Ришелье (Кнехт) - страница 153

Для историка Жюля Мишле кардинал был «сфинксом в красной мантии», чьи тусклые серые глаза, казалось, говорили: «Всякий, кто узнает мои мысли, должен умереть»; «диктатор отчаянья», который «во всех случаях мог делать добро, лишь совершив злой поступок»; душа, терзаемая «двадцатью другими дьяволами» и разрываемая на части «сидящими внутри ее фуриями». Кардинал, по словам Мишле, «умер столь страшным для врагов, что никто, даже за границей, не осмелился говорить о его смерти. Боялись, что зло и невероятное усилие воли помогут ему вернуться с того света». Самым суровым обвинительным приговором политике Ришелье была его биография, написанная Хилером Беллоком в 1930 году. Она изображала кардинала создателем современной Европы, в которой национализм занял место католицизма в качестве государственной религии. «Мы такие, как мы есть, — пишет он, — разделенные и находящиеся в опасности полного отчуждения именно в силу нашей разделенности, потому что Ришелье обратил свое уединение, свою замкнутость, свой могучий гений на то, чтобы создать современное государство и неожиданно для самого себя разрушить единство христианской жизни».

Довольно о ненависти: кроме нее было еще и восхищение, зачастую такое же безмерное. Иногда оно исходило даже от самых резких критиков Ришелье. Так, Рец воздавал должное стремлению кардинала сокрушить гугенотов и нанести поражение Габсбургам. Эти цели, по его мнению, были столь же огромны, как цели Цезаря или Александра; он добился осуществления первой, и в канун своей смерти далеко продвинулся в достижении второй. Герцог де Ларошфуко вскоре после смерти кардинала доказывал, что личные обиды, вызванные жестокостью его правления, ничего не значат в сравнении с величием его достижений: падение Ла-Рошели, разгром гугенотской партии и поражение Габсбургов. В 1698 году в речи Французской академии Лабрюйер назвал Ришелье гением, который исследовал все тайны правления: служа общественным интересам, он забывал о своих собственных.

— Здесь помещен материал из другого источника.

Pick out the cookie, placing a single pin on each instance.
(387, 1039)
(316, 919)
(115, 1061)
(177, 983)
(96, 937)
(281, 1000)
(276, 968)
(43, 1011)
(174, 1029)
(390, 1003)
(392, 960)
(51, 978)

Для Обера, автора труда по истории ранней администрации Ришелье, кардинал был подобен факелу, сжигавшему себя, служа другим. Он любил государство больше, чем собственную жизнь. Чувствительный по природе, он выказывал сострадание французскому народу, в то же время способствуя возрастанию величия Людовика XIII в стране и за ее пределами. Отец Гриффе (1758) тоже отмечал черты святости в личности кардинала. Мы обязаны ему рассказом о том, как Петр Великий посетил гробницу Ришелье. Подойдя к памятнику, он воскликнул: «Великий человек, будь ты сегодня жив, я сразу бы отдал тебе половину моей империи, при условии, что ты научишь меня, как управлять другой ее половиной». Для Мишле (даже для него!) суетный земной гений кардинала был сравним с небесным видением Галилея. Он был «самым важным человеком своего времени», успешно противостоящим мрачным силам ультрамонтанов. Но лишь вслед за Наполеоном репутация кардинала как основателя французского абсолютизма нашла свое признание. Для Ж. Кайе (1860) в качестве администратора он был не менее важен, чем в качестве государственного деятеля. Его «могучий гений» дал толчок творческим силам французской нации, которые, будучи прежде либо сдерживаемы, либо дезориентированы, стали близки к тому, чтобы совершить чудеса. Ничто в оценке Каве не производит более сильное впечатление, чем вид Ришелье, отдающего каждый миг своей жизни, отвоевывая его у сна и смерти, делу величия Франции. В сущности, та же самая точка зрения нашла отражение в первом томе огромного труда Аното (1893): «Он посвятил себя великой задаче: достичь полного единства Франции посредством окончательного утверждения абсолютной власти короля и разрушению Испанского дома. Он жил лишь ради этого». В конце XIX века успехи и неудачи внешней политики Ришелье стали предметом дискуссий в свете поражения Франции в войне с Пруссией в 1871 году и потери ею Эльзас-Лотарингии. В то время как немцы обвиняли его в неспровоцированной агрессии, французы заявляли, что он лишь дал Франции ее «естественные границы».